A forensic investigation has revealed that a piece of digital evidence used in multiple terrorism cases in Turkey that have put 40 people behind bars did not include the content cited in the indictments.
“I have examined whether the correspondence and images included in the indictment have been tampered with, but messaging content cited in the indictment was not able to be detected,” news website Duvar cited the independent forensic expert as telling an Istanbul court upon request of their services. “There has been no addition to or subtraction from the data in question, based on timeline and cohesion analyses ran on the digital images.”
Law enforcement makes copies of phones, computers and other devices to continue investigations without the physical device present, called an “image”.
The image in question was first used to convict Nuriye Gülmen to 10 years in prison for terrorism offences.
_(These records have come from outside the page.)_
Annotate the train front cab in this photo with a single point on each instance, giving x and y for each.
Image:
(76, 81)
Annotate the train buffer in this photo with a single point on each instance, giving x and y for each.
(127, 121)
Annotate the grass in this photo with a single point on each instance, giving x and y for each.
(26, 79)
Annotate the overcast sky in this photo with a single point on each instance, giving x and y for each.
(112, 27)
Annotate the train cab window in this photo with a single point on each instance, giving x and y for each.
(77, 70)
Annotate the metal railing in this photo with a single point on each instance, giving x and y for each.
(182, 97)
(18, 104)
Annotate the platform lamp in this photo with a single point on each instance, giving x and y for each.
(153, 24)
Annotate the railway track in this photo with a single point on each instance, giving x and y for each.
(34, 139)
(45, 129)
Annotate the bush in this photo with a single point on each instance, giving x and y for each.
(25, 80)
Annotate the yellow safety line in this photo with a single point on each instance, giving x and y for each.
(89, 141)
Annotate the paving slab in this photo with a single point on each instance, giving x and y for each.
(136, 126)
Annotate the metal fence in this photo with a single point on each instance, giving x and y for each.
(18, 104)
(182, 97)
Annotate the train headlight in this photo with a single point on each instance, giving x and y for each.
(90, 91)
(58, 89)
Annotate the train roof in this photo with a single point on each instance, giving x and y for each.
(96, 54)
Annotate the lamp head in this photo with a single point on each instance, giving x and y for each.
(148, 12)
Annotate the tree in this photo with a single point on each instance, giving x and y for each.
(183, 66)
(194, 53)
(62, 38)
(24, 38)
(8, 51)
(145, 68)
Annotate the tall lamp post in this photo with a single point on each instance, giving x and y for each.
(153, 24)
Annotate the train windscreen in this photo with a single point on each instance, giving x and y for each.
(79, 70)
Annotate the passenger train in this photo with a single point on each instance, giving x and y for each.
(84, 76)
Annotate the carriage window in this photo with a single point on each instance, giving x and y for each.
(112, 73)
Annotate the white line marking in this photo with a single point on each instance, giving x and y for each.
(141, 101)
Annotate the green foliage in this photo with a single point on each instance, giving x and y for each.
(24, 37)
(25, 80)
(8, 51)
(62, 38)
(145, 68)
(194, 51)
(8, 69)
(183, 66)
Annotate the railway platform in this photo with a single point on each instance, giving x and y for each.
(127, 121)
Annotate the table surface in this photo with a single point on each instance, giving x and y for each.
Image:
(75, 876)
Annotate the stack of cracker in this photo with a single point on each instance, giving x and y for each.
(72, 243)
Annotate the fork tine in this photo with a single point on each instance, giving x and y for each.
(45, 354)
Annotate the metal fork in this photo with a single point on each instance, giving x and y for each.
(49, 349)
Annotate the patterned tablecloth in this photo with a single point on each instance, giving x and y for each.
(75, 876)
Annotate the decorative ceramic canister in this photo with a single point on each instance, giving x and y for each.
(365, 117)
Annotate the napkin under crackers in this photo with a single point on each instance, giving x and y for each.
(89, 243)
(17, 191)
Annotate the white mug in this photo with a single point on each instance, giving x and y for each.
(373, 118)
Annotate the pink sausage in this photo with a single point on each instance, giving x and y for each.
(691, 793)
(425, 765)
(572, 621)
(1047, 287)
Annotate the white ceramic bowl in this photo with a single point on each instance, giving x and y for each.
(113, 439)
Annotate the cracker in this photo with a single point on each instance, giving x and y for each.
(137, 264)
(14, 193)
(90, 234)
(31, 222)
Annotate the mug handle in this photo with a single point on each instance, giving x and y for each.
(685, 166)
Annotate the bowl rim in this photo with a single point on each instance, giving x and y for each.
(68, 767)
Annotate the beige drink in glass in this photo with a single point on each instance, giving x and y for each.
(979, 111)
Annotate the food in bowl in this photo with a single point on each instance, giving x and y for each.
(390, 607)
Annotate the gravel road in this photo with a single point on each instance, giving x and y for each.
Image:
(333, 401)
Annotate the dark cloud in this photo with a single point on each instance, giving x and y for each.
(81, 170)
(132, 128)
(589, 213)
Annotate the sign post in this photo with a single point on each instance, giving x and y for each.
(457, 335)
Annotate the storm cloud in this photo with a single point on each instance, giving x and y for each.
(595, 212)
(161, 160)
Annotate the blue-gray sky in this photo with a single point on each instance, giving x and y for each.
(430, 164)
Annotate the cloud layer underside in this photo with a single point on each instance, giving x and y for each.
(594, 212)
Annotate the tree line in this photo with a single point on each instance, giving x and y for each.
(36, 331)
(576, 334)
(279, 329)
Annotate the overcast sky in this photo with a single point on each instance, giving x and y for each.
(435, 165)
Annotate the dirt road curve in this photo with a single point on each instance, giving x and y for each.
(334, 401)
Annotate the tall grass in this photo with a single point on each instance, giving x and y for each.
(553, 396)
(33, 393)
Lawyers of Gülmen, an academic who was dismissed by emergency decree in the post-coup crackdown of 2016, had appealed to have the evidence examined, but the Ankara court denied the appeal.
The same image resurfaced in an Istanbul case, whose judge sustained the appeal for examination. Before the independent analysis, the piece of evidence was first analysed by the official Forensic Institute, which also failed to detect any terrorist correspondence.
Further inspection revealed that the report on the image was written one day before the so-called evidence was collected by police.
“We had argued that the ‘terrorist correspondence’ cited in the indictment had been placed there after the fact, that it was faked, but it turns out it never existed,” lawyer Oğuzhan Topalkara said. “It has come out that this piece of digital evidence was nothing but a series of nondescript police reports. All convictions based on it must be overturned, continuing cases should end in acquittals, and those awaiting trial in prison must be released. The state must take steps to alleviate the grievance.”
Among those affected by the non-existent piece of evidence were Pelin Akbaş Yeşil, a teacher from the earthquake-hit Hatay province who was dismissed from the civil service, and Sinan Bin, a lawyer whose licence was revoked over the trial he faced.